La sala cominciò lentamente a svuotarsi. Jaime, tuttavia, si diresse senza esitazioni dal padre che aveva appena disposto la pausa.
“Sarai contento” disse, richiamando la sua attenzione.
“Non capisco cosa tu voglia dirmi” rispose l’altro, girandosi a fronteggiarlo.
“Sta andando tutto esattamente come volevate tu e Cersei”.
“Jaime, né io né tua sorella trarremmo vantaggio dalla morte di Tyrion. Siamo solo determinati a fare giustizia: se tuo fratello è veramente innocente come dice, non ha nulla da temere”.
“E tu questa la chiami giustizia?” sibilò Jaime, riducendo gli occhi a due verdi fessure. “Toglimi una curiosità: quanto oro avete promesso a questa gente in cambio delle loro menzogne?”.
“Attento a come parli. Ti ricordo che sono ancora il Primo Cavaliere del re, un re che tu stesso hai giurato di proteggere ma che ora giace in una tomba”.
Jaime incassò il colpo. “Intendo anch’io vendicare mio…”. Mio figlio, avrebbe voluto urlare al mondo intero. “…il mio re; quello che volevo dire è che anche nelle vene di Tyrion scorre il sangue dei Lannister, e meriterebbe almeno un processo più veritiero”.
Tywin aveva lo sguardo sospeso nel vuoto. “Un regicida dev’essere punito con la decapitazione, a prescindere dal sangue che ha”.
Jaime non voleva arrendersi: “potresti invece mandarlo alla Barriera. Lo conosci e sai bene che per lui sarebbe una punizione addirittura peggiore della morte”.
“Mi stai chiedendo di risparmiare l’uomo che probabilmente ha ammazzato un nostro parente”.
“Ti sto chiedendo di fare un’eccezione, in cambio di un’altra eccezione” corresse Jaime. “Se mi assicuri che Tyrion non morirà, io ti prometto che rinuncerò al mio giuramento per tornare ad essere l’erede di Castel Granito”.
“D’accordo” replicò Tywin con un sorriso lapidario appena abbozzato, sbattendo in faccia al figlio la reale complessità delle sue trame.
Era sorpreso e deluso dal pragmatismo di suo padre, ma adesso perlomeno aveva la certezza che presto ogni nefandezza sarebbe finita.

 

 
Congedatosi da Tywin, Jaime andò dritto da suo fratello. Erano praticamente soli: la maggioranza dei presenti erano andati a mangiare, ma Tyrion aveva lo stomaco così in subbuglio da temere che se avesse provato a mandar giù un boccone lo avrebbe vomitato all’istante, e scelse dunque di digiunare.

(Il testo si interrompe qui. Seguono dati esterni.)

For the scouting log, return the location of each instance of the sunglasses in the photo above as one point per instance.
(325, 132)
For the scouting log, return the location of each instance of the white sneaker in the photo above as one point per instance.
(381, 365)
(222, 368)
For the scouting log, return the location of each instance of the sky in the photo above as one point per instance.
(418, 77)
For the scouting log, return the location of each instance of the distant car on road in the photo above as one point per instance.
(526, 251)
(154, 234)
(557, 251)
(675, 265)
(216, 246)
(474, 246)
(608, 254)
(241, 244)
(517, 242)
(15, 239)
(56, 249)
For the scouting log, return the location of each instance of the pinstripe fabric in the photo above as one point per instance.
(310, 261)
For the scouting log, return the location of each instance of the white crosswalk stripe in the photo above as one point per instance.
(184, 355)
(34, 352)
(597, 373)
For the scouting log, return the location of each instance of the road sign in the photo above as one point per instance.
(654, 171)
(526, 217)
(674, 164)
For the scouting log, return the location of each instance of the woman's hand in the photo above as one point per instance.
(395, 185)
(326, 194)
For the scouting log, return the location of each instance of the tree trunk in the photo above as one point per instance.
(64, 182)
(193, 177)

“Dovresti rifocillarti, e riprendere in mano le redini di te stesso” gli suggerì infatti Jaime.
Lui però era talmente frastornato che neanche si accorse del suo arrivo: “a che scopo? Presto non ne avrò più la necessità, dato che sarò morto prima di quanto immagini”.
“Vuoi morire di fame?”.
“Meglio di fame che con la testa mozzata”.
“Tu non morirai affatto” sussurrò Jaime, sospettando forse che qualcuno fosse ancora nei paraggi ad origliare.

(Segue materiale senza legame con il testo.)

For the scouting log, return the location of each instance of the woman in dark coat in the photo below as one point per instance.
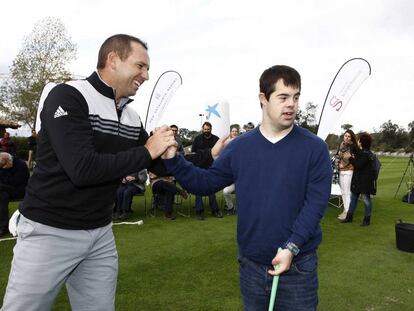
(363, 180)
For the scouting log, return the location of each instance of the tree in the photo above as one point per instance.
(46, 52)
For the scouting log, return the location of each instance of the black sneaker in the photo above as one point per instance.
(217, 214)
(200, 215)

“E come farò a impedirlo? Salterai tu sul patibolo e mi difenderai a spada tratta?”.
“Lo sto già facendo, e senza il bisogno di usare la spada. Devi solo confessare…”.
“Fratello caro” lo interruppe il Folletto, “sai quanto ti rispetto, ma non puoi chiedermi una cosa del genere. Non posso dichiararmi colpevole di qualcosa che non ho mai fatto”.

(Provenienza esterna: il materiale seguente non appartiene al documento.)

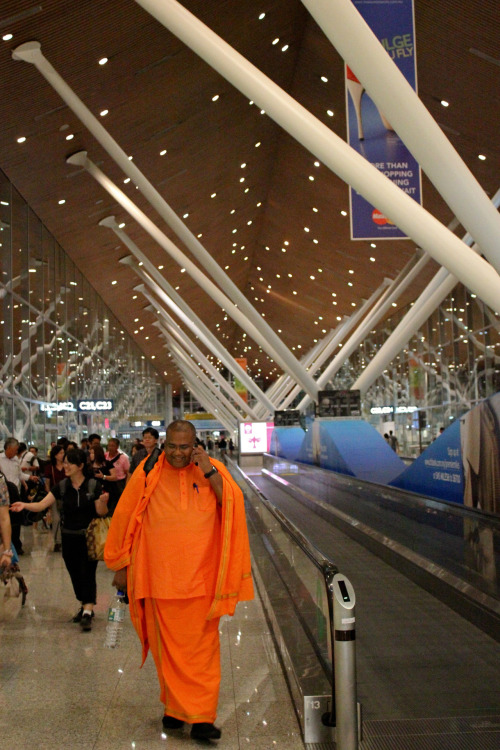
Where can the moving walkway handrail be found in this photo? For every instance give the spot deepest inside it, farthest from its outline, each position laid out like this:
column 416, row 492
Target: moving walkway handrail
column 403, row 496
column 309, row 549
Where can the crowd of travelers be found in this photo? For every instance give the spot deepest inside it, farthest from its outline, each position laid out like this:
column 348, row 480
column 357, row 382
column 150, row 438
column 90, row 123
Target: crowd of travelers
column 61, row 494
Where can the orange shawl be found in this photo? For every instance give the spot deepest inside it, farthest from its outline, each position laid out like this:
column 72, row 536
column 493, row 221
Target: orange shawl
column 234, row 578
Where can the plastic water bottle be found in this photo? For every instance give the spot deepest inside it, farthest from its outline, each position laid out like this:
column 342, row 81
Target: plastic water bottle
column 116, row 616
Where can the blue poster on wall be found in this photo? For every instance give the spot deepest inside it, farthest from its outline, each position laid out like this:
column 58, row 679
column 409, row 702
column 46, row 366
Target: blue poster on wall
column 368, row 130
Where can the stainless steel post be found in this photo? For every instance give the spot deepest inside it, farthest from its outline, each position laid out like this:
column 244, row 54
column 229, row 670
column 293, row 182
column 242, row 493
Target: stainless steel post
column 344, row 662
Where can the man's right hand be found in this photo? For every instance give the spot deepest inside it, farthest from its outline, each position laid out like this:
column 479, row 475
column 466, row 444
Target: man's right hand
column 120, row 579
column 18, row 506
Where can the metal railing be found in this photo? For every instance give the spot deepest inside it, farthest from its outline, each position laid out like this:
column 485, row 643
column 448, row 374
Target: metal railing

“Ascoltami” insistette Jaime. “Lo so che non sei stato tu, ma quale altro spiraglio di salvezza vedi? Cersei e i suoi fedeli ti stanno facendo a pezzi, non hai alcun testimone che possa provare la tua innocenza ed io non posso fare niente, men che meno adesso che sono una cappa dorata. Ciò nonostante, resti sempre un Lannister e se confesserai, se ti mostrerai pentito, ti verrà concesso di prendere il nero e unirti alla confraternita dei Guardiani della Notte”.
“Ah! I Guardiani della Notte”, sghignazzò Tyrion. “Se non sbaglio fu offerta la stessa cosa anche a Ned Stark, ma se ti affacci lì fuori vedrai ancora la sua testa appesa alle mura”.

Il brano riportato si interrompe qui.